Часть 49 из 101 В начало
Для доступа к библиотеке пройдите авторизацию
— Всех! Никому нельзя!
— Отойди, собака, — зашипел Конесо, — или я раскрою тебе череп! Мы только посмотрим его и поможем ему!
Ласана поняла, что ей одной не справиться с пришельцами, а все мужчины нашего рода были еще в лесу.
— Хорошо! — согласилась она после минутного колебания. — Но оружие сложите перед хижиной! С оружием не пущу!
— Пусть будет так! — уступил вождь. — Бешеная!
— Собака! — буркнул колдун.
Было уже совсем светло, солнце встало не меньше часа назад. В хижине царил прозрачный полумрак, хотя вход и завешивала шкура. Едва заслышав голоса, я быстро схватил пистолет, взвел курок и сунул оружие под циновку, которой был накрыт, держа палец на спусковом крючке.
Первыми вошли мужчины, за ними Ласана. Вход остался открытым, благодаря чему в хижине стало светлее. Все подошли к моему ложу. Ласана встала сбоку, следя за малейшим движением пришельцев.
Я лежал на спине, с чуть приподнятой головой. Глаза неподвижно и безжизненно устремлены в угол крыши прямо надо мной и полуприкрыты — как обычно у человека парализованного. Краем глаза я едва различал фигуры вошедших.

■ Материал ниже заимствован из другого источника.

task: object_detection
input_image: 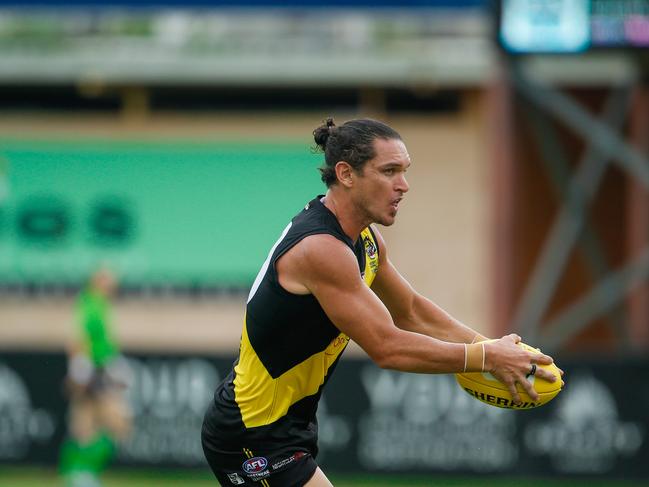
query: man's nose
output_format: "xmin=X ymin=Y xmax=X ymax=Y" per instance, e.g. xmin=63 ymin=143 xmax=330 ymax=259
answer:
xmin=396 ymin=174 xmax=410 ymax=193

Довольно долго они молча всматривались в меня, потом Карапана наклонил голову до уровня моих глаз и в упор уставился в них напряженным взглядом. Всматривался он долго, так долго, что я весь оцепенел от напряжения, боясь выдать себя неосторожным движением. Я видел, как на худой шее шамана вверх-вниз прыгает кадык.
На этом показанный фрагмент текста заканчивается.